When you go into the store, with hopes of making a nutritionally sound purchase you have to prepare for battle. You have to put on your armor, maintain the eye of the tiger and pay no mind to the colorful, smiling, emotional stimulating distractions zooming in on you. For food corporations you are prey and they are going into their bag of tricks and using the best of the best of their predatory tactics to conquer you and make you submit to their will.

So you have to know that, in the world of food, nothing is as it seems anymore and food just isn't food. Trying to interpret nutritional labels has become a mind game, and in some instances a mission impossible. Food corporations have gone to extreme lengths to disguise ingredients to win our patronage. Its almost like we're in a dream state where things seem familiar, but are somehow different so we can't exactly identify them.
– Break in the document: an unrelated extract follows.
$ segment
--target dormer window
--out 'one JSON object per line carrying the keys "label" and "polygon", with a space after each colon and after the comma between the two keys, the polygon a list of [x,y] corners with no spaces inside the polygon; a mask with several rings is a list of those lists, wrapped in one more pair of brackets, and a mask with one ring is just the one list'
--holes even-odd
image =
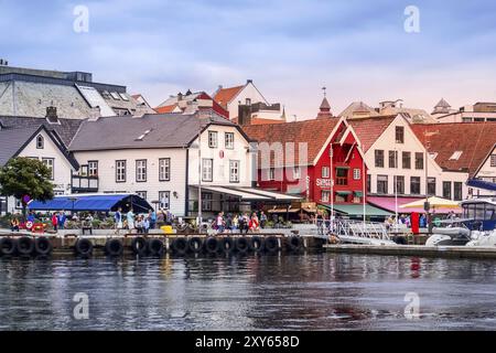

Take for instance, sugar. Now this ingredient has more aliases than James Bond. Seriously, there are at least 75 of them. To name of few, it's been listed as brown sugar, corn syrup, high fructose corn syrup, dextrose, fructose, glucose, galactose, malt, lactose, maltodextrin, molasses, rice syrup, sucrose, panocha, invert sugar and dozens more names. Meanwhile, despite all the word play, food producers claim that sugar, specifically high fructose corn syrup, is harmless.

Though you have to ask, if that's the case why not be honest about what it is when labeling food packages? Why all the word games? After all, don't consumers that purchase from these companies and maintain their existence have a right to know what they're spending their money on and subsequently feeding themselves?